ROBRADY, SafER Bring Negative Pressure Shields to Market

Todays News

Image courtesy ROBRADY

In a case of necessity birthing medical invention, a Sarasota design firm helped bring technology to market that could revolutionize how airborne pathogens get contained in ambulances and hospitals. ROBRADY in partnership with SafER Medical Products has the first 1,000 units ready to kit and sell for a product line of portable negative pressure devices.

“It almost takes my breathe away to think about it,” said Rob Brady, founder of ROBRADY. And taking breathe away is literally the goal.

The line includes shields and medical face mask accessories tooled for optimal use by paramedics, doctors or nurses for a variety of environments. The devices can be attached to respiratory machines and will vacuum away exhaled germs from patients. That solves a problem facing medical professionals dealing with COVID-19 patients. A respirator typically helps patients inhale oxygen and often medicines, but then allows the patient to exhale into the open environment. That leaves other patients and frontline medical workers exposed to the coronavirus causing the disease.

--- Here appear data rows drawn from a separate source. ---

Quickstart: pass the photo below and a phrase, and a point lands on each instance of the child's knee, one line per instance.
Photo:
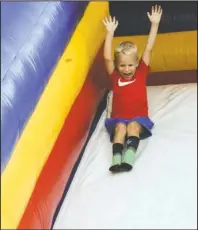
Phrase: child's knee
(134, 128)
(121, 128)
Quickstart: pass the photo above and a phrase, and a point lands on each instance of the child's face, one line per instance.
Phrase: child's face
(126, 65)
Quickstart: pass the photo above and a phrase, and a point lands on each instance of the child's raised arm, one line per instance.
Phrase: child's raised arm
(154, 18)
(111, 25)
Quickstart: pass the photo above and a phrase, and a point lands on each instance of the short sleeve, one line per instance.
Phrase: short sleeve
(114, 75)
(142, 66)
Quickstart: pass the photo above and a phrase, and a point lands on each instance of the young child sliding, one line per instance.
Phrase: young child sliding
(129, 122)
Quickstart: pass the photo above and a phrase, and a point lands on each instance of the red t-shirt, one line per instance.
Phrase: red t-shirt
(130, 96)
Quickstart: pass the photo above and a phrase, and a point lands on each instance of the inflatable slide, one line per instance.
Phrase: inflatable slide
(55, 151)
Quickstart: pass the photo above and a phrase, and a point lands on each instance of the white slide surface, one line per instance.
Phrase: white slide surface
(161, 190)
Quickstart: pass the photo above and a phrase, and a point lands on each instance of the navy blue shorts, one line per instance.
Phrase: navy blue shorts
(145, 123)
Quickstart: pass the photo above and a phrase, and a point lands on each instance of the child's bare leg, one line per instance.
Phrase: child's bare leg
(133, 134)
(118, 144)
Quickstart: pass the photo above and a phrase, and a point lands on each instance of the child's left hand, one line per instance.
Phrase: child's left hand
(155, 15)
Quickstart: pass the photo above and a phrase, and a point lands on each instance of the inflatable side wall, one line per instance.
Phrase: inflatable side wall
(49, 97)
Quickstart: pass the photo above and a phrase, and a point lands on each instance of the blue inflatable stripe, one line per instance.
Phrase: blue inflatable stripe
(33, 37)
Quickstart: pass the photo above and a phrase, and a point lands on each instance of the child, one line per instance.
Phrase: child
(129, 121)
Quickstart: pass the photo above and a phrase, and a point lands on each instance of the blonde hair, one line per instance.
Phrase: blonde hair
(126, 48)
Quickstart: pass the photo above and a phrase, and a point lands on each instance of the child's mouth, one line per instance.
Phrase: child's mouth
(127, 75)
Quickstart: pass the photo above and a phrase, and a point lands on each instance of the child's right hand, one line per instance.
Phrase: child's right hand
(110, 24)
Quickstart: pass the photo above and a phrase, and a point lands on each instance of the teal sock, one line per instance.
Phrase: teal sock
(117, 158)
(129, 156)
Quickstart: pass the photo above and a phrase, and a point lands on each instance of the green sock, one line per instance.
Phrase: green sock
(129, 156)
(117, 158)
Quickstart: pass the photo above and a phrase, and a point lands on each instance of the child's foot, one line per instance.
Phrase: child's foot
(116, 163)
(128, 160)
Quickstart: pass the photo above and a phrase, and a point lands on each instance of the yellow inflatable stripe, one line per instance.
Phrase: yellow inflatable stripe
(40, 134)
(172, 51)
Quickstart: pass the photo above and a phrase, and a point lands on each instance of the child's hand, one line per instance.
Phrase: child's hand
(110, 24)
(155, 15)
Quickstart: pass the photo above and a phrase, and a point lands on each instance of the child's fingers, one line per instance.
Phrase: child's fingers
(159, 9)
(116, 23)
(114, 20)
(148, 14)
(152, 10)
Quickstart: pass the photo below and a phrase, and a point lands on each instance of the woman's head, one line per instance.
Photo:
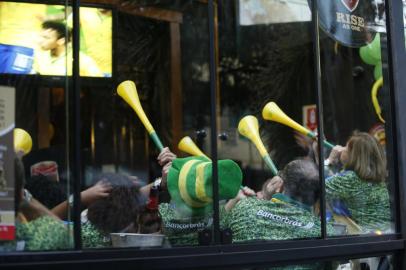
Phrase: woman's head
(117, 211)
(365, 156)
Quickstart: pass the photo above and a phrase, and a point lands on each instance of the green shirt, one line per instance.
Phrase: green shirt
(368, 202)
(182, 229)
(43, 233)
(94, 238)
(256, 219)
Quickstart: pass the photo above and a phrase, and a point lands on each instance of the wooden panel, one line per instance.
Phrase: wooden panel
(176, 87)
(43, 117)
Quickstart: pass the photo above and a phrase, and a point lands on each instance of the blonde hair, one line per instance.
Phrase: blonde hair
(366, 157)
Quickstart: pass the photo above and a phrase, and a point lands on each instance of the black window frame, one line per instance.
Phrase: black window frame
(247, 254)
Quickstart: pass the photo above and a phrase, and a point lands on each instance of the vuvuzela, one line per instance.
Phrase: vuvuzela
(188, 146)
(272, 112)
(249, 128)
(128, 92)
(22, 141)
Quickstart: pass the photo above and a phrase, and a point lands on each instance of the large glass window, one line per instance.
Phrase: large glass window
(266, 74)
(133, 124)
(370, 263)
(356, 101)
(36, 57)
(155, 85)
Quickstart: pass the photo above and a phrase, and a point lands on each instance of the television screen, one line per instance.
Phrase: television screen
(254, 12)
(36, 39)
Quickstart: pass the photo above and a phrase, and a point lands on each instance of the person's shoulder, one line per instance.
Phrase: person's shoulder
(347, 174)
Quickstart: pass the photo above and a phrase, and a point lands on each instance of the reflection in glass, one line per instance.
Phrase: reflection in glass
(265, 58)
(153, 42)
(358, 170)
(372, 263)
(37, 182)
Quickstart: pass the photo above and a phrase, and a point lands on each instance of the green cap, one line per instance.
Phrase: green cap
(190, 182)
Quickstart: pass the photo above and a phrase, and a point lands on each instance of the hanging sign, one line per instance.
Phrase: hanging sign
(7, 112)
(349, 22)
(310, 117)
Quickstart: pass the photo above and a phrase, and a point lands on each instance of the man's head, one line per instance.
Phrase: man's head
(117, 211)
(301, 181)
(54, 34)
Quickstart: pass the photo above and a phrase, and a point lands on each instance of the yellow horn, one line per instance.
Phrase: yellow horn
(128, 91)
(188, 146)
(272, 112)
(249, 128)
(22, 141)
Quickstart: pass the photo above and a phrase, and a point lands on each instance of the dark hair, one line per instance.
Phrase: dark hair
(60, 27)
(117, 211)
(47, 191)
(19, 177)
(301, 181)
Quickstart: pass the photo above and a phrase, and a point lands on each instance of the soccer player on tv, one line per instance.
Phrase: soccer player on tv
(55, 49)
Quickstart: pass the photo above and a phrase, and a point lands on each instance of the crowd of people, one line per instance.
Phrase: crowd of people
(286, 207)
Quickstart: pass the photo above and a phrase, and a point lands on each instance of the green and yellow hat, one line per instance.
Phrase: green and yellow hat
(190, 182)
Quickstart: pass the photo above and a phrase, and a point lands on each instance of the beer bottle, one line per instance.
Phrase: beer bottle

The SafER Medical Products team conceived of the solution to this medical challenge exacerbated as the virus spread worldwide. The group of emergency room physicians approached ROBRADY in need of engineering and design expertise. Learning about the Sarasota firm’s long history of bringing products to market with full Food and Drug Administration approval, the partnership was formed in August 2020. Just over a year later, devices are ready to sell to hospitals, first responders and assisted living facilities.

Brady said while this project came together with urgency, it wasn’t always easy. The greatest engineering challenge came in making a safe and working vacuum system, one that could fit over a standard medical mask, and successfully suck out the pathogens normally exhaled into the air. As it happens, engineers at ROBRADY managed to solve within a 90-day timeframe. Since then, the product has been tested and engineers designed additional clips and valves while developing shields optimized for various situations like emergency rooms and ambulances.

Brady said there’s a need for negative pressure systems even when the pandemic finally quells. “Doctors were inspired to develop this product because of COVID, but there’s a vast number of uses,” he said. Anytime a patient comes to the hospital with an undiagnosed ailment, physicians want them isolated in case the condition is contagious. And even the spread of the common cold could be contained if negative pressure devices could be employed immediately after a patient receives treatment. “COVID has awoken people to the issue that airborne contaminants are a real thing,” he said.